Die avond werd ik benaderd door de directeur van de particuliere school waar ik de laatste vijf jaar had gewerkt. Iedereen was bang. Iemand stond op dat moment in de file op een uitvalsweg van Kyiv. Sommige ouders geloofden dat er een invasie zou komen, en een week vóór Donkere Donderdag vertrokken ze naar Lviv, Chernivtsi of Oezjhorod in het westen van Oekraïne. Of ze verhuisden naar hun huisjes in Boetsja, Irpin of Hostomel, omdat ze dachten dat het daar veiliger was. Ze hadden allemaal steun nodig. En ik was de enige uit mijn kring die op die eerste dag besloot ten strijde te trekken.

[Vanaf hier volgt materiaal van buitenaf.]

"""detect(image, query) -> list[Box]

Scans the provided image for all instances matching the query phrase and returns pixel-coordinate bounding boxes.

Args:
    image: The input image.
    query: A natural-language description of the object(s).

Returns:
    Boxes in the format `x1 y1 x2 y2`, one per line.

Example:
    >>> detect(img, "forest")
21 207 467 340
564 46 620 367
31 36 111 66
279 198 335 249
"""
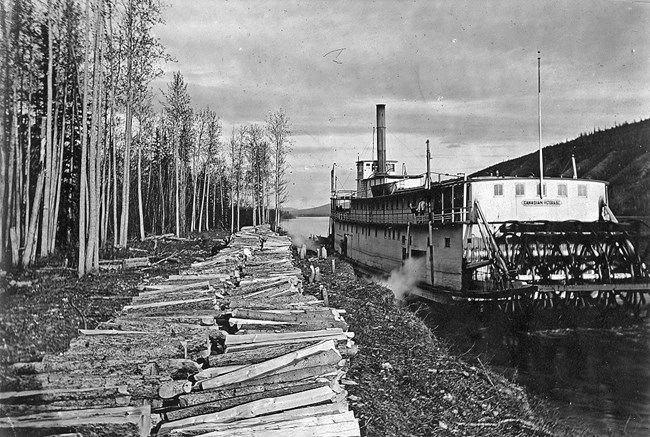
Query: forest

De waarheid is dat ik er niet in slaagde me die dag aan te melden, hoewel ik langs drie militaire aanmeldingspunten ging. Bij het eerste stond ik vijf uur lang te wachten om uiteindelijk te horen dat er die dag geen wapens zouden zijn. Bij het tweede kreeg ik te horen dat het rekruteringscentrum van de Territoriale Strijdkrachten in Boetsja was gevestigd. Deze kleine en gezellige buitenwijk was nog niet bezet, het was te ver om er te voet heen te gaan. Ook wist niemand precies waar de Russen zich zouden kunnen bevinden. Er waren geruchten dat ze nog maar een paar kilometer van de stadsgrenzen verwijderd waren.

Bij het derde militaire aanmeldingspunt keek een volwassen vrouw naar mij, een 25-jarige man, vroeg of ik echt wilde en zei dat ik op de binnenplaats moest wachten. Op een gegeven moment hoorde ik geschreeuw: ‘De lucht!’ Op dat ogenblik begreep ik niet wat dat betekende. Maar ik wist dat er een klein vliegveld in de buurt was. Een seconde later werd het geraakt door een raket. Hoewel de landingsbaan minstens vijfhonderd meter verderop lag, vielen we allemaal op de grond en lagen we enige tijd in de vuile sneeuw. Die avond zag ik dat honderdtwintig mensen gewapend met geweren op een bus werden gezet en in een onbekende richting werden weggestuurd. Maar op de een of andere manier kreeg ik geen wapen.

Op de avond van 24 februari 2022 probeerde ik mijn bange leerlingen te kalmeren. Ik beschreef hun de sfeer in de stad en sprak over files die geen begin en geen einde kenden. In de verte waren voortdurend explosies te horen. Ondanks dit alles zei ik tegen hen dat alles goed zou komen, en ik voelde me ongelooflijk zelfverzekerd. De oorlog maakte alles makkelijker. Er was geen weg terug voor mij.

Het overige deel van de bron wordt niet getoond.